Hi Don (& Jan),

Thanks for your post re "Science & Yoga."

I like your writing — especially its teaching story quality. As I was reading your post, I found myself participating in VR scenes of the various "characters" you introduce and looking forward to what their interactions and outcomes would be.

> … I don't think there was anything I learned in the experiment that I couldn't have learned from having a good long conversation with one  other individual who was exploring this waking-dream transition. And  I certainly didn't uncover any patterns, laws, etc which could be used  for future research. The whole methodology by this time seemed to me  to be rather tenuous at best, superficial at worst. The quantitative  "control and manipulate" methods were extremely powerful but also  extremely limited, cutting out vast realms of reality, leaving only a  cold fragment to be controlled and manipulated. The qualitative  methods on the other hand were open to that whole aspect of reality  the other methods left out, but ended up providing very little real  insight. …

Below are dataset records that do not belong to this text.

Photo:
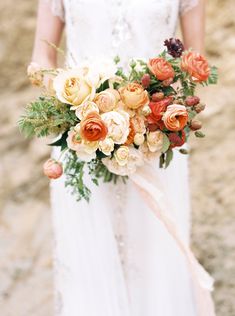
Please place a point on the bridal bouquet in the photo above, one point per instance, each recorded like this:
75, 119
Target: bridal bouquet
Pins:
109, 122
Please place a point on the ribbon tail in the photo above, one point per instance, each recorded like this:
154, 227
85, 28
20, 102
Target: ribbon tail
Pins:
150, 189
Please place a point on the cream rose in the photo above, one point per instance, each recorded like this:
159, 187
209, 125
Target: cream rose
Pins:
155, 141
85, 150
121, 155
107, 100
74, 87
139, 139
84, 109
106, 146
118, 125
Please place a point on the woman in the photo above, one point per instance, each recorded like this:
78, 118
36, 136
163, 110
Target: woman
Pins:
112, 257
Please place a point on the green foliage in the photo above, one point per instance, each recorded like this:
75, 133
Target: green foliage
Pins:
45, 116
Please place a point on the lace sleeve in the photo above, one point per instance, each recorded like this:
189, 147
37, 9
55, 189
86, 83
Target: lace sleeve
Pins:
186, 5
57, 8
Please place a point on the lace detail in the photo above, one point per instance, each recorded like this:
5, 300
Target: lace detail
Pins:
187, 5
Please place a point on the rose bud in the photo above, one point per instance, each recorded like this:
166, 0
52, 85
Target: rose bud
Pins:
195, 125
167, 82
157, 96
199, 107
146, 110
192, 100
145, 80
52, 169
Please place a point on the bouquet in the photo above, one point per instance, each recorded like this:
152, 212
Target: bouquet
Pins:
110, 121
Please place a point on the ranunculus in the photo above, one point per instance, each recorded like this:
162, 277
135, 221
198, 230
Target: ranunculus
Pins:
122, 155
84, 109
35, 74
85, 150
196, 65
93, 128
158, 108
135, 159
106, 146
176, 117
161, 68
118, 125
52, 169
134, 96
155, 141
139, 139
74, 87
107, 100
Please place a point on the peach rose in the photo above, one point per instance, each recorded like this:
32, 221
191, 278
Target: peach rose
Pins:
176, 117
74, 88
161, 68
84, 109
52, 169
107, 100
134, 96
93, 128
196, 65
155, 141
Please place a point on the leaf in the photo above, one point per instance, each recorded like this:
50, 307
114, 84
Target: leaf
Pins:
199, 134
169, 157
166, 143
61, 142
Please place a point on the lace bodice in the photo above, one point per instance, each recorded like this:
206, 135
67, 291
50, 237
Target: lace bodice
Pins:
106, 28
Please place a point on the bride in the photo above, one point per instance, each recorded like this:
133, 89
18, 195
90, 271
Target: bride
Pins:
112, 256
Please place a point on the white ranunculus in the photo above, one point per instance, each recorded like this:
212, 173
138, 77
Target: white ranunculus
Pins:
106, 146
74, 87
84, 109
118, 125
155, 141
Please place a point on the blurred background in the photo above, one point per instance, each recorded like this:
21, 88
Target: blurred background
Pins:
26, 278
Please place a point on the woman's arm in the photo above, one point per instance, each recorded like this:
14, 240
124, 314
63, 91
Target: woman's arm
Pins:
49, 29
193, 27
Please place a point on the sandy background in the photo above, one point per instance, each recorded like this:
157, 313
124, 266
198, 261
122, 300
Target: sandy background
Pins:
25, 227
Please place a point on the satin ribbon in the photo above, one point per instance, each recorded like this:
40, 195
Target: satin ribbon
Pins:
151, 189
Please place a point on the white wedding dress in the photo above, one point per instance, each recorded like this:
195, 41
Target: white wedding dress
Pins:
112, 256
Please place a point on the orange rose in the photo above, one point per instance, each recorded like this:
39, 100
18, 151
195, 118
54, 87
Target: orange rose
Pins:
93, 128
134, 96
196, 65
176, 117
161, 68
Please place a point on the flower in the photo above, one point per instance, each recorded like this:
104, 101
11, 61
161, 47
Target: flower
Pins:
107, 100
196, 66
85, 150
134, 96
176, 139
139, 139
117, 123
155, 141
106, 146
35, 74
161, 68
84, 109
176, 117
121, 155
52, 169
93, 128
74, 87
135, 160
158, 108
174, 46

I think this comment re your "phenomenological/experiential experiment" is right on, and exhibits a kind of integrity that is often missing on both sides of the spiritual vs. scientific debate; i.e., authentically doubting the validity of one's cognitive map of the world and having the courage to look for ways of improving it …

>When is quantitative research valid, and when does it degenerative into mere "scientism"? … the dark side of scientism… and the possibility of what we IY'ers are calling a "Gnostic science"

I think these are important questions and am looking forward to the details in your next postings.

The general conclusion I've come to re this is the familiar IY stance that only through an authentic spiritual practice over many years do most of us have the possibility of evolving our consciousness from our habitual reactions to the world, to a place where we're truly being continuously guided by the Divine. And that only when we're in the inspired state that SA/M call "knowledge by identity," will our actions to improve the world have true integral wisdom.

Unfortunately, my impression via participation in numerous spiritual groups over the last 40 years is that claims of being in these evolved states are far more frequent than the reality. So in another post I may introduce a sort of complementary project with your looking at the dark side of scientism, i.e., the dark side of spirituality.

I'm intrigued by your hint at the relevance of Tibetan Buddhism. I've been impressed by the few Tibetan teachers I've met personally; e.g., Chogyam Trungpa Rinpoche and His Holiness the Sixteenth Gyalwang Karmapa. And I've been intrigued by the reports of "high-amplitude gamma synchrony" (coherent 40-70 Hz, with bursts of 80-120 Hz) being measured in long-term (15-40 years of meditation training & practice) Tibetan Buddhist meditators. Importantly, one study showed evidence that "the trained Tibetan meditators had baseline increases in gamma synchrony and amplitude, suggesting long-term changes in their brains from years of meditation. One might say they are more highly conscious in a baseline state, achieving even greater intensity of consciousness during meditation." Stuart Hameroff believes this high coherence measured at spatially distant brain locations is a possible indication of quantum effects in the brain.

Here's an evocative quote from one of the experimenters:

"In a book titled *The Quantum and the Lotus* by Mathieu Ricard and Trinh Xuan Thuan (Crown Publishers, 2001), Ricard (a molecular biologist turned Buddhist meditator and co-author of the Lutz study) describes the Buddhist concept of three levels of consciousness, including the most important 'fundamental luminosity of the mind'.  This is a 'state of pure awareness that transcends the perception of a subject/object duality and breaks free from the constraints and traps of discursive thought.' Moreover this form of consciousness, according to Mathieu Ricard, can exist independently of the brain, and in fact pervades the universe. Presumably, the meditative state marked by enhanced gamma synchrony represents an immersion of the subjects in this fundamental luminosity."

All of the above is from an article by Stuart Hameroff in the current issue of the *Science and Consciousness Review,* (which I recommend as a good source of the burgeoning research in this field). (www.sci-con.org/articles/20050601.html )

I guess the moral of all this is that perhaps we need more scientists who are also sincere practitioners of effective meditative disciplines (and visa versa) to start discovering more integral ways of doing research?